With 1.0.6 there is no problem. It terminates itself after 120 seconds due to the missing lib.so file, so only one set of duplicates are generated ;-)
abrt-1.0.7-1.fc12 has been submitted as an update for Fedora 12. http://admin.fedoraproject.org/updates/abrt-1.0.7-1.fc12
abrt-1.0.7-1.fc12 has been pushed to the Fedora 12 testing repository. If problems still persist, please make note of it in this bug report. If you want to test the update, you can install it with su -c 'yum --enablerepo=updates-testing update abrt'. You can provide feedback for this update here: http://admin.fedoraproject.org/updates/F12/FEDORA-2010-1598
Now repeatedly incrementing the bug count in the database instead of creating directories. It still does not recognize old bugs.
abrt-1.0.9 will have different oops hashing algorithm, making it less prone to generate different hash on similar oopses.
well, I think more focus should be payed to why the ONE and SAME oops is not recognized. We are not talking about similar oopses here. We are talking about the same oops only listed ONCE counted over and over again. The current algorithm seems OK for handling that.
abrt-1.0.7-1.fc12 has been pushed to the Fedora 12 stable repository. If problems still persist, please make note of it in this bug report.
Reopening since there seems to be a problem with oops marker and we detect the same oops repeatedly even if it's listed in the /var/log/messages only once.
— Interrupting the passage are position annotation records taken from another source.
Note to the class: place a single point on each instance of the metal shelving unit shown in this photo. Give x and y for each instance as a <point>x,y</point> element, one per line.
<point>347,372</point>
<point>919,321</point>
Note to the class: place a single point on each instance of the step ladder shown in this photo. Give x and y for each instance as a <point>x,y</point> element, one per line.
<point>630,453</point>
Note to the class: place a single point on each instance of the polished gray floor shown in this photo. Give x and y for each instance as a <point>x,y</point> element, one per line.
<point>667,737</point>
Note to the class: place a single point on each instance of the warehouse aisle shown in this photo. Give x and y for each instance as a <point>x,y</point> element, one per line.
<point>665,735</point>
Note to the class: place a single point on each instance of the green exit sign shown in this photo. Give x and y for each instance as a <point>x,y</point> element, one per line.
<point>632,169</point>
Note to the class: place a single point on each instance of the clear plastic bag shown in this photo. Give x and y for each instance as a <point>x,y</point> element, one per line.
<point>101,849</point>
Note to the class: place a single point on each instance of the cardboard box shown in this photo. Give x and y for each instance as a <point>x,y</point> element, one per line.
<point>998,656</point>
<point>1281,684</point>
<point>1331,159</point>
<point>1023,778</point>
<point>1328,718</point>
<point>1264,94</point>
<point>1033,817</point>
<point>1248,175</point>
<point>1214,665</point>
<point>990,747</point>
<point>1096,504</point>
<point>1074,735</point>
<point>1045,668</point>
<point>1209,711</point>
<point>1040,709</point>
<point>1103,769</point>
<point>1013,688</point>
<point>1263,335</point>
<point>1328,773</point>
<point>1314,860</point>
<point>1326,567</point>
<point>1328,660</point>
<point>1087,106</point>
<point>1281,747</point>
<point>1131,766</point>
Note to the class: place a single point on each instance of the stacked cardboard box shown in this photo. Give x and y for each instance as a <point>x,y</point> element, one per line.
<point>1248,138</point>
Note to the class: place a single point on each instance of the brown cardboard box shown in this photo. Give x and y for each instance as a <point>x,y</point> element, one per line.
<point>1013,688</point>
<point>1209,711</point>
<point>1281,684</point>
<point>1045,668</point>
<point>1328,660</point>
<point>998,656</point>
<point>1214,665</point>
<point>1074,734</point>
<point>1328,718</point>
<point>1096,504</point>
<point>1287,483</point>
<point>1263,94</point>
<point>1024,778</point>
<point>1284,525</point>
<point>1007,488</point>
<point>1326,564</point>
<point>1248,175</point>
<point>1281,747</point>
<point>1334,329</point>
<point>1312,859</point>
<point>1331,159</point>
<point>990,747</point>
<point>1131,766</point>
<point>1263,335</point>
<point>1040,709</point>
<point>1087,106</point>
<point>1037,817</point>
(In reply to comment #19) > well, I think more focus should be payed to why the ONE and SAME oops is not > recognized. We are not talking about similar oopses here. We are talking about > the same oops only listed ONCE counted over and over again. The current > algorithm seems OK for handling that. Yes. I want to do this. But (as I already said): I did copy the file you provided to my /var/log/messages, and for me, abrtd created 3 oopses. It does not create more oopses as time passes. I am looking at your "abrtd -dvvv" logs. I see that you was bitten by dreaded "can't load '/usr/lib64/abrt/lib.so'" bug. This is caused by abrtd trying to load plugin with name "" (empty string). I still do not know what is triggering it, but we already added the code which makes abrtd survive that (and log a lot more information about this bug, which hopefully will allow it to be caught). Can you retest with newer version? For F12, latest is: http://koji.fedoraproject.org/koji/buildinfo?buildID=156498
abrt-1.0.9-2.fc12.x86_64 Keeps counting kernel oops as a new crash showing the red icon in Gnome. In /var/cache/abrt (count has now reached 15 from only one oops) -rw-r--r-- 1 root root 8192 21 jun 10:38 abrt-db drwxr-x--- 2 abrt root 4096 21 jun 01:17 kerneloops-1277075799-1 -rw------- 1 root root 13 20 jun 19:18 last-ccpp kerneloops-1277075799-1 remains unchanged (it has been reported)
-rw-r--r-- 1 root root 8192 21 jun 18:40 abrt-db We have now reached 26 and still counting. Amazing how difficult it seems to be to insert if A = A then do nothing; ;-)
Hi, do you still see this problem on your machine with the latest abrt. J.
version 1.1.1-2.fc12 I haven't seen this problem recently
(In reply to comment #26) > version 1.1.1-2.fc12 > > I haven't seen this problem recently Thank you, closing.